Edit: Habe statt Chrome auf dem Handy nun mal den Samsung Browser genutzt, und siehe da, es kickt mich nicht mehr raus am PC und umgekehrt. Tolle Sache. Ob das an Chrome lag, da ich es auch am PC nutze und sich der Google-Account irgendwie synchronisiert und mich damit an- und ab-meldet? Danke jedenfalls für den Tipp @Thilo


----------



## PCGH_Thilo (20. September 2017)

*AW: PCGH digital lesen: Apps und Browser-Anwendung erklärt - Feedback-Thread*



Farning schrieb:


> Na das wundert mich jetzt. Danke für die Antwort Thilo. Habe ein Samsung Galaxy S7, Chrome Browser. Meines Wissens Vanilla ohne irgendwelchen Schnickschnack. Werds mal testen in anderem Browser ... auf dem Mobile und am PC ...
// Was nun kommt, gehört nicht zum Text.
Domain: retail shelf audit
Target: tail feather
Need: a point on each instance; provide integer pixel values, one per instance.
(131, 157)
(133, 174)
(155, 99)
Also ich bin hier ja auch immer wieder parallel mit dem Smartphone eingeloggt (iPhone 6). Habe da eigentlich keine Probleme.


----------



## metalstore (1. Oktober 2017)

*AW: PCGH digital lesen: Apps und Browser-Anwendung erklärt - Feedback-Thread*



PCGH_Daniel_W schrieb:


> Ich habe mal bei der Abo-Abteilung nachgefragt, Zitat: "wir (dpv) arbeitet noch daran, diese unglaublich großen Jahresarchiv-PDFs reinzustellen - die Files sind leider aktuell noch zu groß und die IT bei dpv wird noch ein paar Wochen brauchen, um so große Dateien zu ermöglichen"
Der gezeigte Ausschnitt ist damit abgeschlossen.